The other day, the Bliss family was having dinner with my sister's family. sister AB, is one of those lucky people who has children who are highly compliant. They follow the rules, they heed the demands of their parents, they perform fantastically at school. Rebellion is simply not a part of their lives, and I'm quite confident, based on obverving their personalities, that rebellion will never be a part of their lives. It's just not in them. this dinner, my son, is trying to explain why he has to leave the party early. Why he has to get up at six in the morning to pick up trash at the local park.

Community service. This simply does not register on the mind of my nine-year old nephew. So J is his special way smiles broadly and says to little T, "I'm helping society and our environment tomorrow morning! It's a good thing to be green."

Yes, it is.

Our summer has been filled with a lot of music, J and A both are in cover bands and they're playing all over town - at band battles, baseball fundraisers, and J's band is playing in local under-18 clubs. They're having a blast and doing well. M is busy with swimming and guitar lessons.

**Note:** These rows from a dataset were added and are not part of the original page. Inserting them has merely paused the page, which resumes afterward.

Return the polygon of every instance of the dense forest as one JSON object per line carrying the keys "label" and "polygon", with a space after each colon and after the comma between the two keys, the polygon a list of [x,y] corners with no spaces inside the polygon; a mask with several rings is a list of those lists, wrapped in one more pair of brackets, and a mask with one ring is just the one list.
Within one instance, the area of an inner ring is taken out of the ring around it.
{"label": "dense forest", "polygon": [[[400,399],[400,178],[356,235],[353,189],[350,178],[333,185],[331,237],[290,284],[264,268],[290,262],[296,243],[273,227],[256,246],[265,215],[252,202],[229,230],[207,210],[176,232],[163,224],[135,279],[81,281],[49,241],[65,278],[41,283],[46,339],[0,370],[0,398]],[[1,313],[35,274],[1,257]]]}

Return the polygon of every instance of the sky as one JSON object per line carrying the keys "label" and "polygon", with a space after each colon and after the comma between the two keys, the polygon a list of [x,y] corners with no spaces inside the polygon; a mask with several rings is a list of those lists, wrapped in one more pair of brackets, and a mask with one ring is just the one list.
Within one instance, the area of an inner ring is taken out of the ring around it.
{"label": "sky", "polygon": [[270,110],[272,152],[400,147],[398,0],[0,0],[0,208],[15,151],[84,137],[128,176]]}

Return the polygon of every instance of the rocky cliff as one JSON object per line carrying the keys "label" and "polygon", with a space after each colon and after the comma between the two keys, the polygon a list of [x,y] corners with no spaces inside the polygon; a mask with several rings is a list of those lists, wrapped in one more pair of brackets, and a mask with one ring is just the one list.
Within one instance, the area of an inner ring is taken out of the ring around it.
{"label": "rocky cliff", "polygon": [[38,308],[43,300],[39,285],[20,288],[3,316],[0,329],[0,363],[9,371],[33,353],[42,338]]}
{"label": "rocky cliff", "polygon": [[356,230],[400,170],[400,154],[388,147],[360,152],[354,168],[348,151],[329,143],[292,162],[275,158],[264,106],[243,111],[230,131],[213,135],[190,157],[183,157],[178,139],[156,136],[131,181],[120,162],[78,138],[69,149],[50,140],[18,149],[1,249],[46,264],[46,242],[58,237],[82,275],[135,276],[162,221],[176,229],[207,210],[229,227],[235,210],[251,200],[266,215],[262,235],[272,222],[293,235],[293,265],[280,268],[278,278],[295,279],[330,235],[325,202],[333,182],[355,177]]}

We're all playing lots of Playstation Rock Band gigs. We've been to Mammoth Lakes and have been completely indulgent in going out to dinner. I've done lots of reading, prepping for classes and a presentation in October, and lounging around in idle and funny conversation with the kids. We've watched a lot of tv, our feet up, popsicles in hands, our dog in our laps. The summer has been surprisingly cool. When it's hot we swim in our community swimming pool. We've had few battles this summer since the boy both decided summer school wasn't going to happen, but for the most part D and I have just focused on enjoying the free time we have without the onus of work.

Our vacation is coming to an end and the routine will once again jump up and force us to strive towards "in the box" behavior. But until that day, we've tried to adjust our perspective and soak in the miracle of our little family. Thank you, Danny, for sharing your story and reminding me of the amazing parts of life that get swallowed up in routine and living in the box.